Il commissariato di via Mecenate, al centro della bufera per il caso Cinturrino, cambia ancora una volta volto. Il dirigente Osvaldo Rocchi, alla guida del presidio da circa un anno e mezzo, è stato trasferito. Il provvedimento arriva in un momento di massima tensione per la questura di Milano e la polizia di stato dopo l'arresto dell'assistente capo Carmelo Cinturrino per l'omicidio volontario di Abderrahim Mansouri, il 28enne tunisino ucciso il 26 gennaio nel boschetto di Rogoredo. Da lunedì Rocchi sarà in questura, in via Fatebenefratellli, a disposizione del questore Bruno Megale, anche in attesa della prevista ispezione ministeriale al commissariato di Rogoredo.
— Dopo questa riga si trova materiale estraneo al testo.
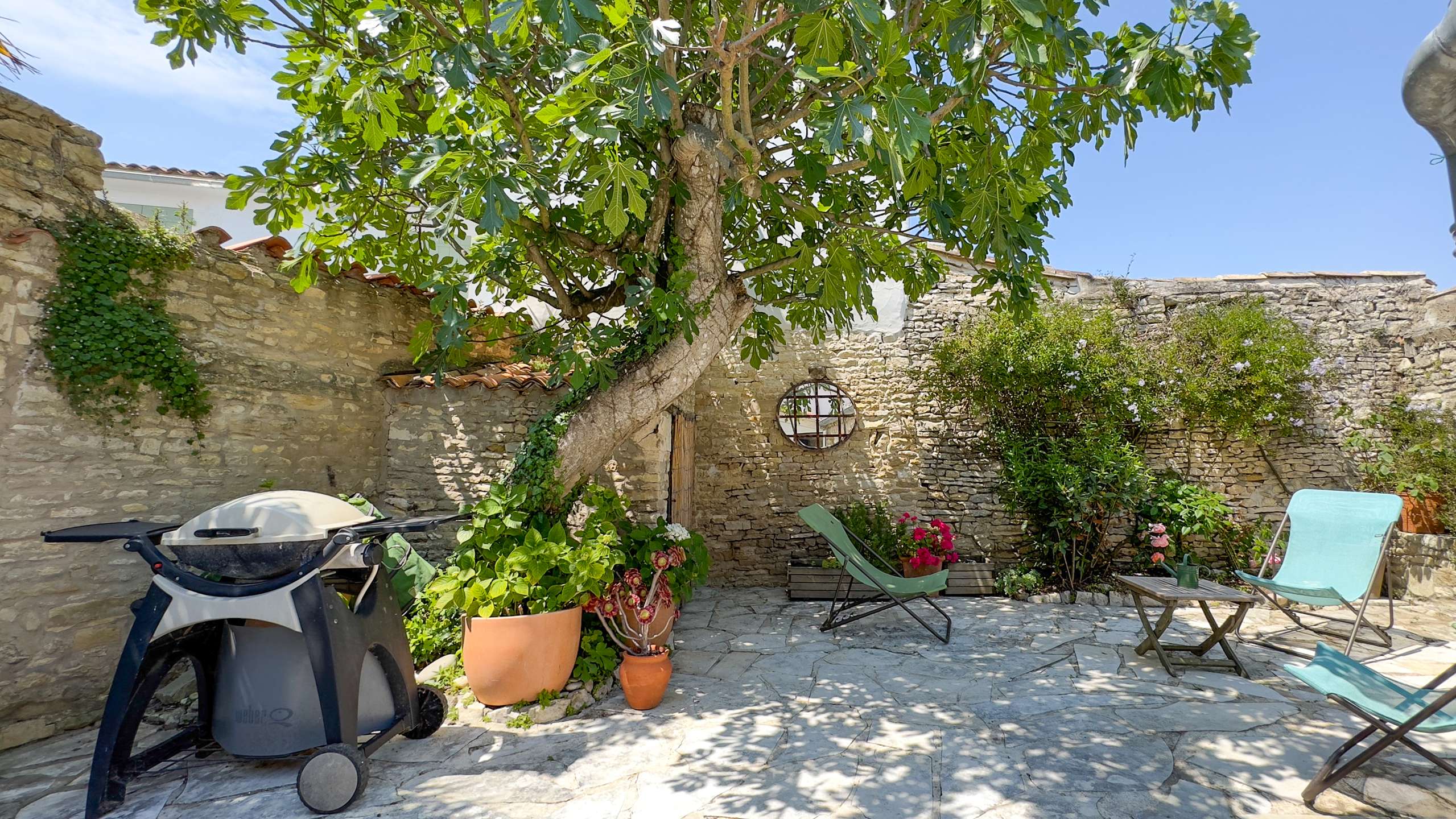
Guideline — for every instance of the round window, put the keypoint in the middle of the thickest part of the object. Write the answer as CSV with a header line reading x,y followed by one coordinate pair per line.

Rocchi, 57 anni, funzionario con lunga esperienza investigativa in vari uffici milanesi prima di approdare a Mecenate, aveva ereditato una situazione già complessa: la zona tra Rogoredo e Corvetto è da anni sinonimo di spaccio a cielo aperto, degrado e tensioni continue. Il suo arrivo, nel 2024, era stato visto come un tentativo di imprimere una svolta operativa, ma il caso Cinturrino ha travolto tutto. L'assistente capo, in servizio da oltre vent'anni nello stesso commissariato, è accusato non solo di omicidio ma anche di estorsione ai danni di pusher e tossicodipendenti: soldi, droga e protezione in cambio di silenzio e copertura. Proprio su questo fronte il presunto «pizzo» le indagini si stanno allargando. Fonti investigative confermano che gli inquirenti stanno verificando voci e testimonianze su presunte richieste di denaro da parte di Cinturrino anche nella zona Corvetto, confinante con Rogoredo e altrettanto problematica per spaccio e microcriminalità. Si parla di episodi in cui l'agente avrebbe approfittato della divisa addirittura per taglieggiare piccoli spacciatori, forse sfruttando la conoscenza capillare del territorio accumulata in decenni di servizio.
Il trasferimento di Rocchi segue di pochi giorni quello dei quattro colleghi di Cinturrino indagati per favoreggiamento e omissione di soccorso: tutti assegnati ad uffici non operativi della questura, lontani dal commissariato Mecenate. Il questore Megale ha agito con rapidità, su input del Dipartimento di Pubblica Sicurezza, per «ripristinare fiducia e controllo». Il capo della polizia Vittorio Pisani, in visita in questura a fine febbraio, aveva lanciato un monito chiaro ai dirigenti: più presenza, più controlli, attenzione alle perquisizioni.
La Procura di Milano, coordinata dal procuratore Marcello Viola e dal pm Giovanni Tarzia, prosegue le indagini senza sconti: sequestri di cellulari, analisi di tabulati, audizioni di testimoni e pusher.
Cinturrino, dal carcere di San Vittore, ha chiesto scusa in una lettera («Perdonatemi, pagherò il mio errore»), ma nega con forza le estorsioni. La famiglia della vittima Mansouri insiste: non era solo un omicidio isolato, ma il culmine di un «sistema».